Selling is a natural thing, we do it all the time (“You should try this restaurant”, “You have to see this movie”, etc…); yet when we bring it into the realm of business something changes. Obviously having a pay-cheque at stake creates a different perspective (if you don’t buy my movie recommendation there is no effect on my life), but does selling have to be tense? Selling your product or service may never be as easy as recommending a restaurant, it can be easier than you’re currently doing it.
How you sell, like most things, starts with your mindset. If your point-of-view is one of scarcity, if you have the old-school “always be closing” mentality, then your interactions will reflect that. If, however, you look at selling as a discovery process, as a way to determine the compatibility between two parties, this will set you on a different course.
Let’s use my restaurant analogy for a moment. If you just went to a great steakhouse do you call your friend who is a vegetarian and insist they try it? Obviously not, but why is that? You don’t recommend it because you know it’s not the right fit for them. How do you know that? Because they’re your friend, and you know their likes and dislikes, because you know what will make them happy. The above-mentioned discovery process has happened over time in this case, and in a business environment you don’t have that kind of time, but that doesn’t mean you can’t look at it similarly. Your job as a salesperson is to determine what’s right for the customer, what fits their needs and goals, and what will improve their lives. When you genuinely (not as a tactic, but as a true belief) look at it from that point-of-view much of the tension dissipates and selling becomes a more natural process.

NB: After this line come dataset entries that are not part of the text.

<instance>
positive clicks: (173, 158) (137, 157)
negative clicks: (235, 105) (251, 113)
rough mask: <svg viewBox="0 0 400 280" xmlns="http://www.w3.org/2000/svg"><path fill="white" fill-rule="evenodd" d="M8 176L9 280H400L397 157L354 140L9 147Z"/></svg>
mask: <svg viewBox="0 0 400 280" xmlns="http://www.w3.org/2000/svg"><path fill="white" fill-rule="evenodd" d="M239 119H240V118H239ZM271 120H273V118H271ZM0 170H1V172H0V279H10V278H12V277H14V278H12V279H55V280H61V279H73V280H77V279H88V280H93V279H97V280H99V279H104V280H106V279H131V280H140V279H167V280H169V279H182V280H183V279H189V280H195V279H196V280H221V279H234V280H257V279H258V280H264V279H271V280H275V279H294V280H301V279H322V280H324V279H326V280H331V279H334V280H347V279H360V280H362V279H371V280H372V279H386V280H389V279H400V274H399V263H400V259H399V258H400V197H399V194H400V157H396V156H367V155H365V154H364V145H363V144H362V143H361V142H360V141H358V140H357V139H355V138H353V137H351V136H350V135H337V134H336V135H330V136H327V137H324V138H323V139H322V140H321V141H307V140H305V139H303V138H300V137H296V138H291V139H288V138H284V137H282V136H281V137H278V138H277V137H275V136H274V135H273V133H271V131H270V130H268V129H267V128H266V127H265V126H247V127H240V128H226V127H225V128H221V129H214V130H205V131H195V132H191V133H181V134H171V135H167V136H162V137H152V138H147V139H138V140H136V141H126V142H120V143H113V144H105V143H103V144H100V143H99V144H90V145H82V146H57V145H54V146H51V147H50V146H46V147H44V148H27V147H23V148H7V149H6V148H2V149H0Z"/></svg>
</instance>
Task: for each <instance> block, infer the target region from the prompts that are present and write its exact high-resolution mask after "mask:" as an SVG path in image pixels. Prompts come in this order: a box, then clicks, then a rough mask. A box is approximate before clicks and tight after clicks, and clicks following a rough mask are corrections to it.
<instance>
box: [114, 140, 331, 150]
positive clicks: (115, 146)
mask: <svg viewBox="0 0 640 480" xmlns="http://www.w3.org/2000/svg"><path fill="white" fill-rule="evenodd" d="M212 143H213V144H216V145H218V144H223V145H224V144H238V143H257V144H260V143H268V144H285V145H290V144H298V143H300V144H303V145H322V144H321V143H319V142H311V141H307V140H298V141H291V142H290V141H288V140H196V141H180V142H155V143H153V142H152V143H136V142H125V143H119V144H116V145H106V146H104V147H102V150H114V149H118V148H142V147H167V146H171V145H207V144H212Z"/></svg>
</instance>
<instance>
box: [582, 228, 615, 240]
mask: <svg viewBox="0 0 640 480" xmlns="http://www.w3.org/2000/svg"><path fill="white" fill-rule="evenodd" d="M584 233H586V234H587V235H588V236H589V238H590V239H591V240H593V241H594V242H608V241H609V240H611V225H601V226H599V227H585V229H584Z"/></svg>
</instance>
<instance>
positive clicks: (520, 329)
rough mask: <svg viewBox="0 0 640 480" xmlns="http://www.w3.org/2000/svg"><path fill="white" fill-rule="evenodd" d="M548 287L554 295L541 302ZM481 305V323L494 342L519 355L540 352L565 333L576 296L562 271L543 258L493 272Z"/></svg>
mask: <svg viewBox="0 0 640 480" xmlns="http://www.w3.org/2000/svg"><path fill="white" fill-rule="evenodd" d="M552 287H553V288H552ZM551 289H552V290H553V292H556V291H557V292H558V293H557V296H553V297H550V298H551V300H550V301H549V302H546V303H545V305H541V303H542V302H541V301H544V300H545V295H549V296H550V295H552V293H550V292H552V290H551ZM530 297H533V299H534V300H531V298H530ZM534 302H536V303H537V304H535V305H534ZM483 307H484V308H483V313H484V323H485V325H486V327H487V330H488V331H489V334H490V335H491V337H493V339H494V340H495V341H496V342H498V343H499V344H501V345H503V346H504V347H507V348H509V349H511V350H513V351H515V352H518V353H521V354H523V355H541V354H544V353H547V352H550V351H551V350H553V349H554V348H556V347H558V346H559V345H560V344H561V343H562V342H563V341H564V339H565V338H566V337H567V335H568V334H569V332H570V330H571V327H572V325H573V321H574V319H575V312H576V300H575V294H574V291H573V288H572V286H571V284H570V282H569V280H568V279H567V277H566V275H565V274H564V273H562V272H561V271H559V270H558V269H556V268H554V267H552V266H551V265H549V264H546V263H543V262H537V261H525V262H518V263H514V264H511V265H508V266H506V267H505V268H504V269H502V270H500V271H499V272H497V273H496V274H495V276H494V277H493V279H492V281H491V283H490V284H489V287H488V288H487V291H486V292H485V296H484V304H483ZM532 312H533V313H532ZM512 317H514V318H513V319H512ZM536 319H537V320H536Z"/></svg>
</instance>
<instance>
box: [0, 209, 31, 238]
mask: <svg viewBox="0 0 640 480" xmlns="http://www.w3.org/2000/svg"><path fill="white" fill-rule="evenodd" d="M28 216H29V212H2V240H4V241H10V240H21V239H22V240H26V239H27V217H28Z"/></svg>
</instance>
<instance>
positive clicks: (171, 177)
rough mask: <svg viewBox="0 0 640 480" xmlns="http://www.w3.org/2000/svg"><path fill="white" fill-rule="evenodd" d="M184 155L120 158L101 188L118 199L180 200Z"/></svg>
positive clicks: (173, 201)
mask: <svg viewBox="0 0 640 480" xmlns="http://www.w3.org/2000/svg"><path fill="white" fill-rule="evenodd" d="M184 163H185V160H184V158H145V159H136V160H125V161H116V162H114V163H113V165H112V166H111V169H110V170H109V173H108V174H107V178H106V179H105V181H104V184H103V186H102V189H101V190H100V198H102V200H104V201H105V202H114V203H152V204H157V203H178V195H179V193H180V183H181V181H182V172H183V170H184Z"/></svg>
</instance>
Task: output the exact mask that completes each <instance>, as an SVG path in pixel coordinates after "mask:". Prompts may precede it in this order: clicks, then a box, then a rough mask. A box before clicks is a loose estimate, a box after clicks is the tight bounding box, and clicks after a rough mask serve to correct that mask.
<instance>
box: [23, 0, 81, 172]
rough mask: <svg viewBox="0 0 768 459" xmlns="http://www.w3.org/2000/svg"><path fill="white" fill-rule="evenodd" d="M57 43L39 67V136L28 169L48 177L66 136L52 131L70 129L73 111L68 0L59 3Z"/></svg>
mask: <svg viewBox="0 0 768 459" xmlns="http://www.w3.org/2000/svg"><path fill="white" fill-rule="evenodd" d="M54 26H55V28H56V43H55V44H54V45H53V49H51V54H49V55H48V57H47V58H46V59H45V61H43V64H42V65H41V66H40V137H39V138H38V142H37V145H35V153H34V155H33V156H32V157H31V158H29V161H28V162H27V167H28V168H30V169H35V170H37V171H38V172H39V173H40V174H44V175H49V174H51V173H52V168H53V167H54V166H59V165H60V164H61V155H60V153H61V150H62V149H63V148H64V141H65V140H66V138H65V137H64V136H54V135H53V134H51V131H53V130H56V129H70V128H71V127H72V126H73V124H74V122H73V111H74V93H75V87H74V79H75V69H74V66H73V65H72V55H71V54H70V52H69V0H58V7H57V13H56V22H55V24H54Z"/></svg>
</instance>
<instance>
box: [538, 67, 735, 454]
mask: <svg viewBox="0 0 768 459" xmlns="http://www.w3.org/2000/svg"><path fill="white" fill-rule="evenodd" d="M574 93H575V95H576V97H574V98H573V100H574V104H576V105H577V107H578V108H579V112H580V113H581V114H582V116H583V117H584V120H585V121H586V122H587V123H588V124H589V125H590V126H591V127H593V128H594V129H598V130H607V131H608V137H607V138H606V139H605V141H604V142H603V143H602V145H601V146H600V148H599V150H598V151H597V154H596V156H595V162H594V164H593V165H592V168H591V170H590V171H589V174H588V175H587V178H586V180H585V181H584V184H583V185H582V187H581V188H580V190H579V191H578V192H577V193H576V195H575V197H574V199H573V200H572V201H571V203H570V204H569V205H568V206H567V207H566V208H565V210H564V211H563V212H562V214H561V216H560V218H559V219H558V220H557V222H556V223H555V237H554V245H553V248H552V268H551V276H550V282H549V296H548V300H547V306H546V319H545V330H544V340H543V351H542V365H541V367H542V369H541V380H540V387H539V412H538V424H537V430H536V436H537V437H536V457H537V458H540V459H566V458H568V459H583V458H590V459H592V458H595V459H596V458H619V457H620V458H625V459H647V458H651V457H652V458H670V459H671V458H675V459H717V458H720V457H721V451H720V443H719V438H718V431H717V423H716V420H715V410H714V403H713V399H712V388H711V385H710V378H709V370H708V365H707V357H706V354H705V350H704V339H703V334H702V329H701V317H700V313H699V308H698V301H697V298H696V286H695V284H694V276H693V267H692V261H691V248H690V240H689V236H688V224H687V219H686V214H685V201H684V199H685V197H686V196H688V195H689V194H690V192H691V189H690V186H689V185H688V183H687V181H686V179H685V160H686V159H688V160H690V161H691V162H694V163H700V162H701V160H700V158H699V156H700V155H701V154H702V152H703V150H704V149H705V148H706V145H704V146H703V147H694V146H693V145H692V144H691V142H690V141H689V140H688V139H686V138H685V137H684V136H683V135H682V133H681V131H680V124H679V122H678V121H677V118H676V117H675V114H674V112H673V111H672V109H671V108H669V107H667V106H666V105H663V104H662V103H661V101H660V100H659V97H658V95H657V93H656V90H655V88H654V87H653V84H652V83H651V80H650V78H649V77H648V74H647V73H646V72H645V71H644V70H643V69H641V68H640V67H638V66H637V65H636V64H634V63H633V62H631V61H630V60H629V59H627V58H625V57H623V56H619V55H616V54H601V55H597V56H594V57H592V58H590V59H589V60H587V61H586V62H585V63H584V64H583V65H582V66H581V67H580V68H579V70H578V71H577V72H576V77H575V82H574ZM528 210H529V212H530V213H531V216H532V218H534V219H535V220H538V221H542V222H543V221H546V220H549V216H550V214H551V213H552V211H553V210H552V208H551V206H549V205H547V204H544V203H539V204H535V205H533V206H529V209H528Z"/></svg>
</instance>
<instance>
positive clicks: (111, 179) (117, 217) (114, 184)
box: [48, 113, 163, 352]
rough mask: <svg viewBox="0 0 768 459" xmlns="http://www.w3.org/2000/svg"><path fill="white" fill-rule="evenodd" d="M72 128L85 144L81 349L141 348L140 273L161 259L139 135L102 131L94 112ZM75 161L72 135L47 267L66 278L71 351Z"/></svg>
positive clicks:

Nobody likes to be sold, nobody likes to be “closed”; yet many salespeople believe this to be their primary objective. Is there anything natural about trying to do something to people that they don’t want done to them?!? People do however, like it when someone tries to get to know them and understand them. People are generally happy to spend their money on things that make their lives better. People like to be treated with honesty and respect. Most importantly, people care about how something affects their lives, not about your sales quota.
All of this is obvious, but what’s obvious is often not what’s done. Many salespeople pay lip service to this concept; they ask discovery-type questions, they establish rapport, they act like consultants (“act” being the key word). They do this, however, as a technique; as a “new-school” way of selling, rather than because they truly believe.
Selling can be a much more natural thing, if you can get yourself to see it from the right point-of-view. If not, you’re going to spend your time trying to “close” people. I am certain you don’t like to be “closed”, so ask yourself why you would do that to someone else. If you can’t come up with a reason then maybe you’re on your way to a new view of selling.